私も巻頭特集に「権力の狙いは既得権益の死守だ」と題する小論を寄稿した。巻頭特集にはこれ以外に、
中村慶一郎氏による
「異議あり!「小沢=悪」報道」
鈴木宗男氏VS佐藤優氏による
「官僚たちの暴走」
の論文が掲載されている。
拙稿「権力の狙いは既得権益の死守だ」の小見出しを紹介する。
「政治謀略」が小沢代表秘書逮捕の本質
吉田内閣の系譜上に見る「秘密警察」
小沢氏主導の政権交代を警戒
「悪徳ペンタゴン」は何を恐れているか
今回の西松建設事件の本質を見極めることがまず重要だ。
今回の問題を最も的確に指摘し、謀略の成功を阻止することに多大な貢献をした郷原信郎名城大教授のテレビ出演が激減している。「悪徳ペンタゴン」が郷原氏のテレビ出演禁止の方針を示したのではないか。
郷原氏は、今回の東京痴犬地検国策特別捜査部の小沢氏秘書摘発を、「歴史的な検察の大失敗捜査」と断じている。政権交代の是非を問う決戦の総選挙を目前にして、野党第一党の党首の公設秘書を逮捕するのに、内閣総理大臣にその方針が伝えられないとは考えられない。
漆間巌官房副長官が「自民党議員には捜査が絶対に波及しない」と述べたことが伝えられ、問題化したが、麻生内閣が今回の摘発に密接に関与したことは明らかだろう。
拙稿にも記したが、麻生首相の祖父である吉田茂元首相は日本の秘密警察組織の創始者と言ってもよい存在である。共同通信社出身で現在名古屋大学大学院教授の春名幹男氏の著書『秘密のファイルCIAの対日工作(上・下)』(共同通信社)に、その経緯が記されている。
秘密のファイル(上) CIAの対日工作
著者:春名 幹男 |
秘密のファイル(下) CIAの対日工作
著者:春名 幹男 |
吉田首相は第三次吉田内閣が発足して1ヵ月半後の1949年3月にGHQ参謀第2部チャールズ・ウィロビー少将あてに以下の内容の書簡を送っている。
「日本の共産主義者の破壊的かつ反逆的な行動を暴露し、彼らの極悪な戦略と戦術に関して国民を啓発することによって、共産主義の悪と戦う手段として、私は長い間、米議会の非米活動委員会をモデルにした『非日活動委員会』を設置することが望ましいと熟慮してきた。

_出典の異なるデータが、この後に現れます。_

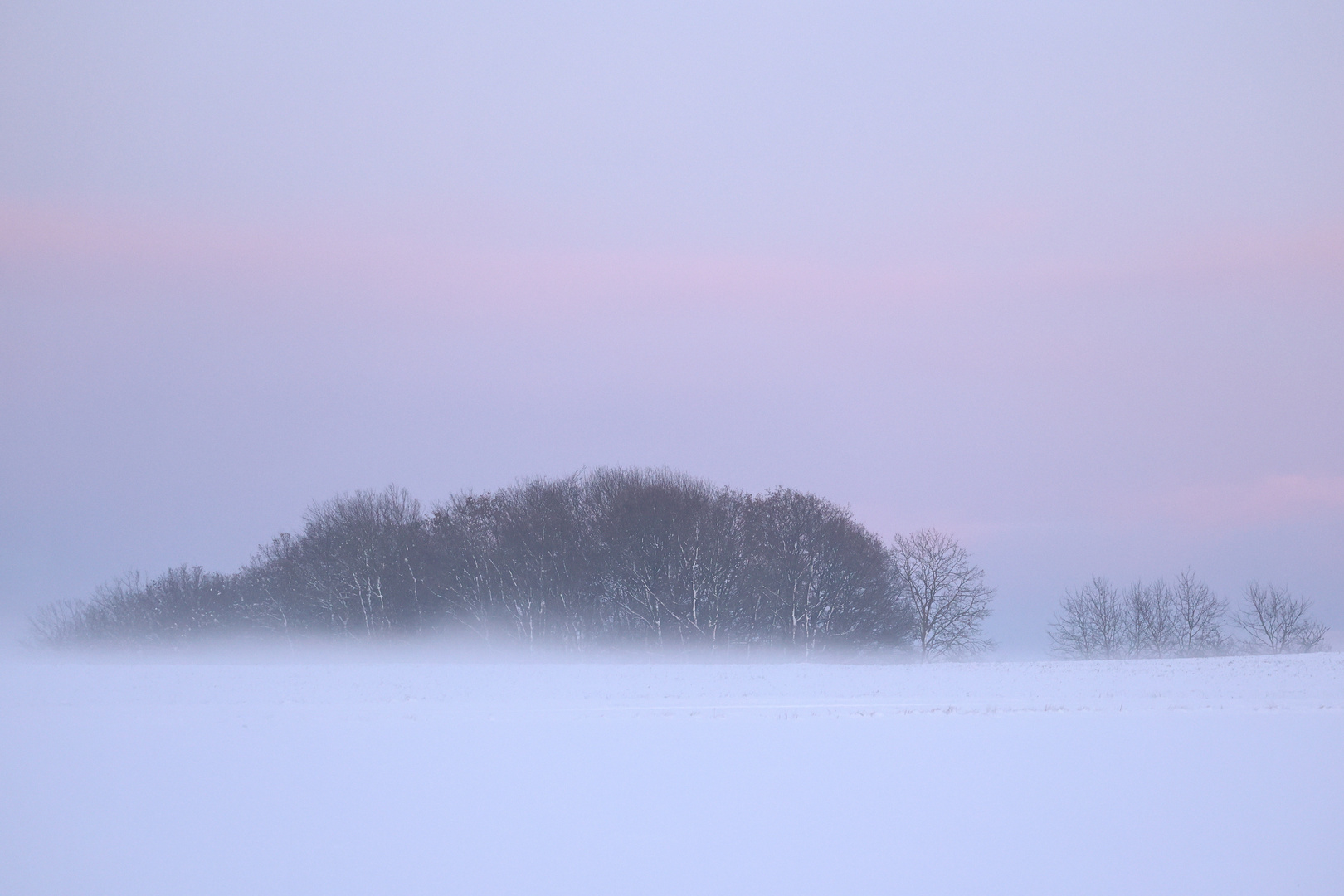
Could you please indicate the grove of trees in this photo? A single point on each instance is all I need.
(617, 557)
(1183, 620)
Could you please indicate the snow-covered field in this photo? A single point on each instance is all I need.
(371, 776)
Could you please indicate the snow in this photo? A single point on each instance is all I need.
(379, 774)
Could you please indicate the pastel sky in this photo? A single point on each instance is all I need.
(1066, 280)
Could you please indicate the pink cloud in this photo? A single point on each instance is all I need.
(1274, 499)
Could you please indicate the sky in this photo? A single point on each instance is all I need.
(1064, 280)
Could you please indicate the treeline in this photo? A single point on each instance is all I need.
(615, 557)
(1181, 620)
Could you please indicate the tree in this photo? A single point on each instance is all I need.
(947, 594)
(1277, 622)
(1196, 618)
(1151, 622)
(1092, 624)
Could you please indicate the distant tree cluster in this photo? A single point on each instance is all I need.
(1185, 620)
(611, 558)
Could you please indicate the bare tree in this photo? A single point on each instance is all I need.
(1196, 618)
(945, 592)
(1277, 622)
(1090, 624)
(1151, 620)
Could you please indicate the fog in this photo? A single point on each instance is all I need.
(1064, 282)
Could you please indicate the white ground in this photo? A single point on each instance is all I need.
(403, 778)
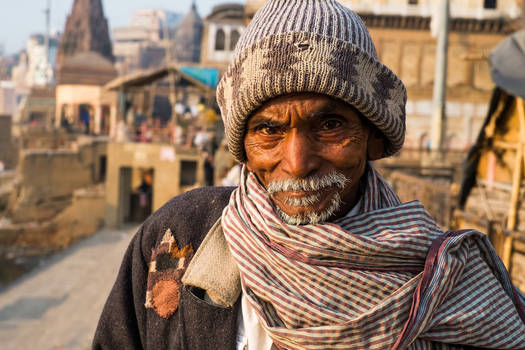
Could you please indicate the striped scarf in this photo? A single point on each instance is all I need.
(387, 278)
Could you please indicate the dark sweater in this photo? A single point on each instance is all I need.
(126, 323)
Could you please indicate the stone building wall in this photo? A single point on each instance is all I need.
(48, 179)
(410, 53)
(7, 148)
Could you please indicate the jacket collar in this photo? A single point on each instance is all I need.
(214, 270)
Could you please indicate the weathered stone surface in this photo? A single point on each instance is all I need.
(58, 306)
(48, 179)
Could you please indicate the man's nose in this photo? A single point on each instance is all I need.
(299, 158)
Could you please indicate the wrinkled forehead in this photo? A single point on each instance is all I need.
(306, 104)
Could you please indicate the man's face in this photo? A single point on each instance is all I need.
(310, 151)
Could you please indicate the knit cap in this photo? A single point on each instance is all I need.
(317, 46)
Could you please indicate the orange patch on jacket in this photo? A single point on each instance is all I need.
(165, 297)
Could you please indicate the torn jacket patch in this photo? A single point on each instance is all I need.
(166, 268)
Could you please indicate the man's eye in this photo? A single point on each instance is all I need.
(268, 129)
(331, 124)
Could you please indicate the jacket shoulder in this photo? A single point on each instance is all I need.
(189, 216)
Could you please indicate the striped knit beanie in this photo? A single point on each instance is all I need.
(318, 46)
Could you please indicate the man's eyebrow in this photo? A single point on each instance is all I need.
(260, 118)
(324, 110)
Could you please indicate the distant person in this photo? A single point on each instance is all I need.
(208, 169)
(313, 250)
(201, 139)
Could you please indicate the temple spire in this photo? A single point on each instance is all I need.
(86, 31)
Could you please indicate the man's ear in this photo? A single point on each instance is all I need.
(376, 144)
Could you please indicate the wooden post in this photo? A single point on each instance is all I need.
(516, 185)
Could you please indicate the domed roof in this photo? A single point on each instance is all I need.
(188, 37)
(229, 11)
(86, 68)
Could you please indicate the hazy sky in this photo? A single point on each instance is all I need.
(21, 18)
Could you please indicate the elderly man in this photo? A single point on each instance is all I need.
(313, 250)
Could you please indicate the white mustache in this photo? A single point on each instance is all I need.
(312, 183)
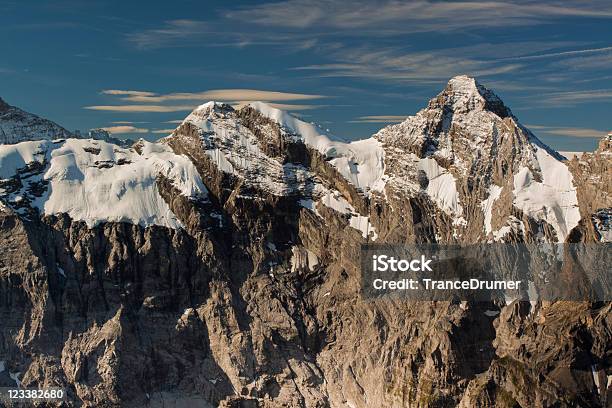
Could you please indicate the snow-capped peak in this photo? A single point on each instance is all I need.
(464, 93)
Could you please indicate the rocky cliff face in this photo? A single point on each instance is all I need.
(226, 270)
(17, 126)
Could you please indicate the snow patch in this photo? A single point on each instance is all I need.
(554, 199)
(360, 162)
(487, 206)
(442, 186)
(362, 223)
(96, 181)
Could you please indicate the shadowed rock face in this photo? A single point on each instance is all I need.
(17, 126)
(255, 300)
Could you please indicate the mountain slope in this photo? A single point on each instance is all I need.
(221, 265)
(17, 126)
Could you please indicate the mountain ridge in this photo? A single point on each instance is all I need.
(220, 266)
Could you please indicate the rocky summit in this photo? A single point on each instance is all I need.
(219, 266)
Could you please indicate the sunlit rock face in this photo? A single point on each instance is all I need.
(219, 266)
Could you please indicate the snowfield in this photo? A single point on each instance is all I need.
(95, 181)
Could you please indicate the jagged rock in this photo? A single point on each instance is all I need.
(241, 287)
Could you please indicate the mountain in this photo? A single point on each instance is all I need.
(17, 126)
(220, 265)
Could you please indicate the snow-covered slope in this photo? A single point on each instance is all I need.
(95, 181)
(467, 139)
(17, 126)
(465, 157)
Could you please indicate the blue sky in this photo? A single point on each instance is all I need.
(136, 67)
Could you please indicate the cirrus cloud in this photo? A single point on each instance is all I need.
(123, 129)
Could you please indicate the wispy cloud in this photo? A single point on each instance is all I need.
(163, 131)
(413, 16)
(408, 66)
(380, 119)
(282, 106)
(141, 108)
(217, 95)
(568, 131)
(572, 98)
(172, 33)
(561, 54)
(123, 129)
(123, 92)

」
この延長上に1952年7月、「破壊活動防止法(破防法)」公布と同時に、「公安調査庁」が発足し、同時期に「内閣調査室」が発足した。「内閣調査室」は吉田首相が自分の元秘書官で警察官僚の村井順に命じて設置した情報機関である、と同書は記している。

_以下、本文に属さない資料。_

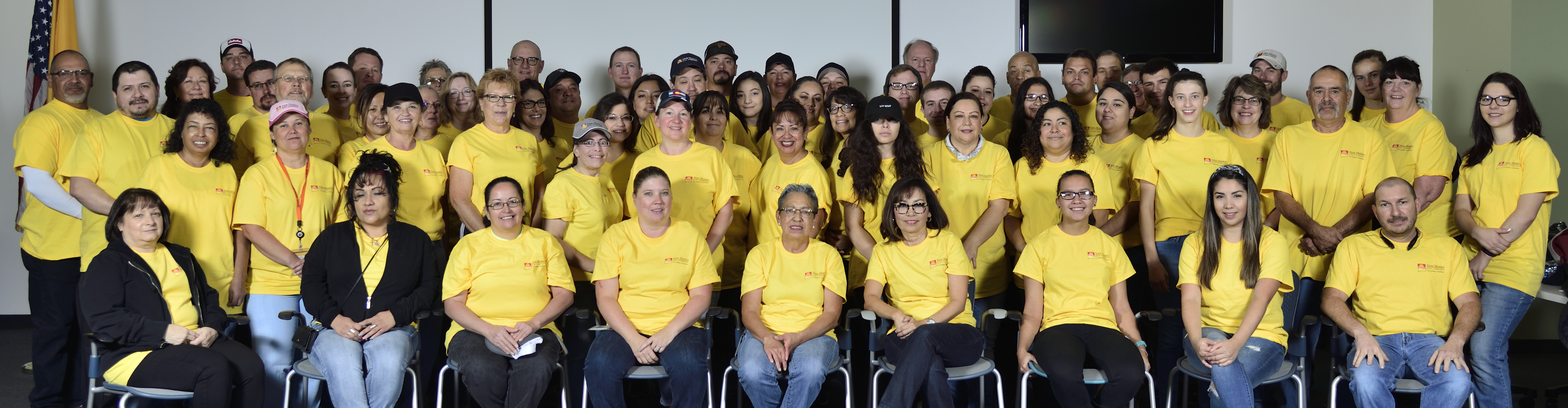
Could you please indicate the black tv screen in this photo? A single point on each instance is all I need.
(1183, 30)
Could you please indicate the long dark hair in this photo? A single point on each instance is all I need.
(1525, 123)
(1167, 110)
(904, 187)
(223, 151)
(1214, 230)
(1360, 101)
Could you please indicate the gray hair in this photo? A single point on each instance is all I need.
(800, 189)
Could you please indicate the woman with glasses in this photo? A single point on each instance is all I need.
(493, 150)
(926, 274)
(794, 292)
(1501, 211)
(504, 288)
(1076, 304)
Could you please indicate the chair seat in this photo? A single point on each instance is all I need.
(954, 374)
(153, 393)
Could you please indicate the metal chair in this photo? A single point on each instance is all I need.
(880, 329)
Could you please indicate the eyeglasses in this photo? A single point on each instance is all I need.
(1073, 195)
(1503, 101)
(496, 98)
(906, 208)
(521, 60)
(512, 203)
(1247, 101)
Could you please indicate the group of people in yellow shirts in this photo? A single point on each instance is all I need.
(791, 200)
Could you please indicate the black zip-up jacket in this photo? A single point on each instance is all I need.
(123, 300)
(332, 282)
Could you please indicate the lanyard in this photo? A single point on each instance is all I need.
(299, 197)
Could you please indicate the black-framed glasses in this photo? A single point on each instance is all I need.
(510, 203)
(1503, 101)
(907, 208)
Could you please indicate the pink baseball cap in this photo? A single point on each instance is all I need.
(285, 107)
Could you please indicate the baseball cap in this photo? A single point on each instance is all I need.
(582, 128)
(1272, 57)
(720, 48)
(283, 107)
(234, 43)
(681, 63)
(883, 106)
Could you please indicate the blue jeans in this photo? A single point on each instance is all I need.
(273, 341)
(1407, 352)
(808, 368)
(1254, 365)
(1501, 308)
(1170, 337)
(365, 374)
(686, 362)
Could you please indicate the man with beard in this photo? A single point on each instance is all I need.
(1283, 110)
(1322, 175)
(52, 228)
(114, 150)
(1413, 275)
(720, 67)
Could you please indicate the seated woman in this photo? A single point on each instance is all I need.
(1076, 304)
(1233, 280)
(365, 280)
(655, 280)
(504, 285)
(927, 277)
(794, 291)
(167, 332)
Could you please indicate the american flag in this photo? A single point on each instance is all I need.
(38, 56)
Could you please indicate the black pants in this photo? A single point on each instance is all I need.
(498, 380)
(923, 363)
(57, 338)
(208, 371)
(1061, 352)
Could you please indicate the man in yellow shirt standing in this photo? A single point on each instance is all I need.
(51, 228)
(1406, 282)
(1283, 110)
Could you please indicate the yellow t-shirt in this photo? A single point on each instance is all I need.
(509, 282)
(916, 277)
(112, 151)
(1327, 173)
(1420, 147)
(771, 184)
(655, 274)
(1037, 192)
(1076, 274)
(201, 214)
(1180, 169)
(589, 205)
(1227, 297)
(793, 283)
(1119, 164)
(968, 190)
(253, 142)
(269, 198)
(176, 294)
(424, 184)
(1495, 187)
(1289, 112)
(1402, 289)
(43, 142)
(490, 156)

麻生首相が政権発足に際して、警察庁長官経験者の漆間巌氏を内閣官房副長官に起用した背景に、このような吉田茂内閣以来の日本の秘密警察の系譜が存在することを忘れてはならない。
小沢氏秘書逮捕の本質が「政治謀略」である以上、民主党は徹底して、毅然とした対応を示す必要があるのだ。4月27日付記事に既述したように、「テロ」への適切な対応を念頭に置かねばならない。
「テロ」の要求に従うことは、「テロ」を容認する行為であり、「テロ」を助長する行為なのだ。「政治謀略」の要求に従うことは、「政治謀略」を容認する行為であり、「政治謀略」を助長する行為なのだ。
「テロ」は多くの人命を人質にとり、要求に従わなければ人質の命を奪うと脅迫する。しかし、ここで「テロ」の要求に従うことは、その「人質」の命を救済するように見えるが、それと引き換えに、「テロ」を成就させ、「テロ」を助長することを通じて、国民全体を危機に晒すことを意味する。
麻生政権の「政治謀略」の要求に従い、小沢代表の辞任を容認することは、民主党が「政治謀略」に屈服することを意味する。民主党が「政治謀略」に屈服するなら、民主党は、今後、いつでも「政治謀略」によって攻撃されることを容認することになる。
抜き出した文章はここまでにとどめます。